In conjunction with Woon, they’ve spent hours out on the hospital floor, working on a laptop computer tucked in an accessible corner, available to interact with other medical professionals.

“The value of being here is if (other staff members) have a question, you’re right here,” Woon said. “Rather than being a remote resource isolated from patient care, we’ve become part of the team for patient care.”

Organizers hope that KMC will be able to host as many as 10 pharmacy students in the future. It’s good for the students, who take seven six-week clinical classes specializing in subjects such as cancer treatment, community care and adult medicine, said Denis Yost, KMC director of pharmacy.

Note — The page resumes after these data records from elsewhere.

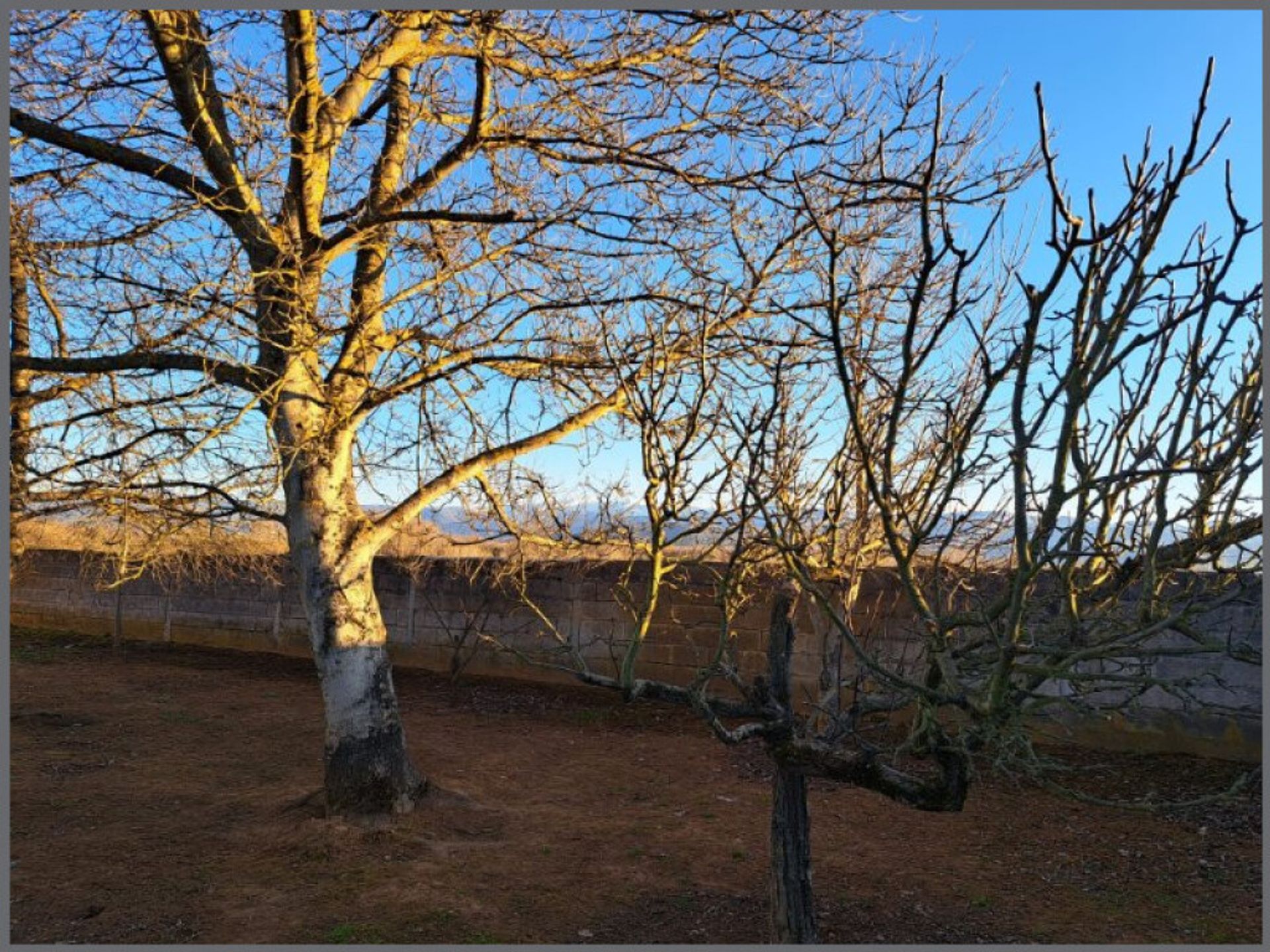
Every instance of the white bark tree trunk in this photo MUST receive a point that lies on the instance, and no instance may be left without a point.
(367, 768)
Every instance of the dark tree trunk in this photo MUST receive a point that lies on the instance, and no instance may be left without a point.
(793, 903)
(793, 910)
(367, 767)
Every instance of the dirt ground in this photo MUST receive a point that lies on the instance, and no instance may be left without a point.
(165, 797)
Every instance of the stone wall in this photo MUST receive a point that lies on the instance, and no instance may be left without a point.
(447, 615)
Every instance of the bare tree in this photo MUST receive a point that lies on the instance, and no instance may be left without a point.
(1057, 479)
(372, 255)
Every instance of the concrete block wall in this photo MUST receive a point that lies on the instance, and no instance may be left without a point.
(444, 614)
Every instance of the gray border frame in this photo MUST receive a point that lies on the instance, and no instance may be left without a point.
(1000, 5)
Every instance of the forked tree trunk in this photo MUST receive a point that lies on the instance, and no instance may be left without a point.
(367, 768)
(793, 910)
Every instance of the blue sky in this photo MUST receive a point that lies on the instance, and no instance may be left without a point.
(1107, 77)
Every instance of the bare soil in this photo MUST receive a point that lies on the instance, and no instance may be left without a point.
(169, 796)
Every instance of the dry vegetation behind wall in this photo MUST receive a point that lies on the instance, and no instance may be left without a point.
(446, 615)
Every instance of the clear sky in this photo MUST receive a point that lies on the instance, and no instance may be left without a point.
(1107, 77)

Students are invited to participate in high-level meetings to determine patient care, and they’re given freedom to work on complex projects such as crafting algorithms used to collect patients’ medical histories.

The amenities are aimed, in part, at attracting students to KMC and North Idaho in hopes that they’ll stay.

An acute shortage of pharmacists continues, with a predicted nationwide shortfall of an estimated 157,000 pharmacists by the year 2020, according to the American Association of Colleges of Pharmacy.

Competition to get into pharmacy programs is fierce. This year, the ISU program received 520 applications for 60 spots, Woon said. When they’re done with school, newly trained pharmacists can take their pick of full-time jobs earning $70,000 to nearly $90,000 a year.

That makes competition for new pharmacists fierce as well, Yost noted.

“I’ve had a position out for nine weeks and not one application,” he said. “And that’s in Coeur d’Alene.”

Booth, who is making a mid-life career switch after years in sales, insurance and investments, said those factors, plus an affinity for graduate-level science classes, influenced her decision. She’s eagerly anticipating graduating with a doctor of pharmacy degree in May.

“There’s just so much opportunity,” she said.